Une théorie, mais mille façons de la comprendre. De la même manière que les versions françaises des livres de Kafka dépendent de ceux qui les traduisent, l’équation de Schrödinger fut sujette à interprétation.

L’équation dite « de Schrödinger » est une pièce fondamentale de la physique quantique, celle qui permet de comprendre la matière à toute petite échelle, autrement dit le monde de l’infiniment petit. Elle décrit entre autres choses le comportement des électrons au sein des atomes. Or, figurez-vous qu’elle s’apprête à fêter cette année son premier centenaire ! En d’autres termes, elle a un an de moins que la mort de Franz Kafka.

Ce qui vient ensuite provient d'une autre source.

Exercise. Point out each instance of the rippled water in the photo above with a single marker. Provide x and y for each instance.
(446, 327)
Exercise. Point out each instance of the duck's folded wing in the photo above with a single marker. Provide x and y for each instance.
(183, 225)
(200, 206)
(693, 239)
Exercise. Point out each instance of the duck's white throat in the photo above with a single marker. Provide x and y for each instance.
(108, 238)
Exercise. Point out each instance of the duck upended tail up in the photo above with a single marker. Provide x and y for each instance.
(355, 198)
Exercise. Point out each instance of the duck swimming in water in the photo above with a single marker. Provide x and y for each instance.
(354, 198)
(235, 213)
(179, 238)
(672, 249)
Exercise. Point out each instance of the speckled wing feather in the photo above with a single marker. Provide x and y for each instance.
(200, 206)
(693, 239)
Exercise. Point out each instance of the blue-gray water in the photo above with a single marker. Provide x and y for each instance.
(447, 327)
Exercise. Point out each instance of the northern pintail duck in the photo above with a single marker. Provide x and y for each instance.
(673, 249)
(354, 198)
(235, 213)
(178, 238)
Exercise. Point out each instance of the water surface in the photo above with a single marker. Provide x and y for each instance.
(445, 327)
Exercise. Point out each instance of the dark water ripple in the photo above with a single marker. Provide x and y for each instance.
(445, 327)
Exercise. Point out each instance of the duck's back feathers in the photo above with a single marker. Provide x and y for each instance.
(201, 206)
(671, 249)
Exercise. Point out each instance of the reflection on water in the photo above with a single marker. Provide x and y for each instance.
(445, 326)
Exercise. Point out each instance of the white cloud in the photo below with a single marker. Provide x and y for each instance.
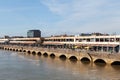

Elle fut couchée sur le papier pour la première fois un soir de l’année 1925 par le physicien autrichien Erwin Schrödinger, à l’issue, confiera-t-il, d’un « épisode érotique fulgurant et tardif » : ayant tout juste renoué avec l’une de ses anciennes maîtresses, il l’avait emmenée en Suisse, à la Villa Herwig dans les Grisons, où il fait peu de doute que les deux amants – en cela respectueux d’une grande leçon de la physique quantique – s’activèrent de façon à la fois corpusculaire et ondulatoire.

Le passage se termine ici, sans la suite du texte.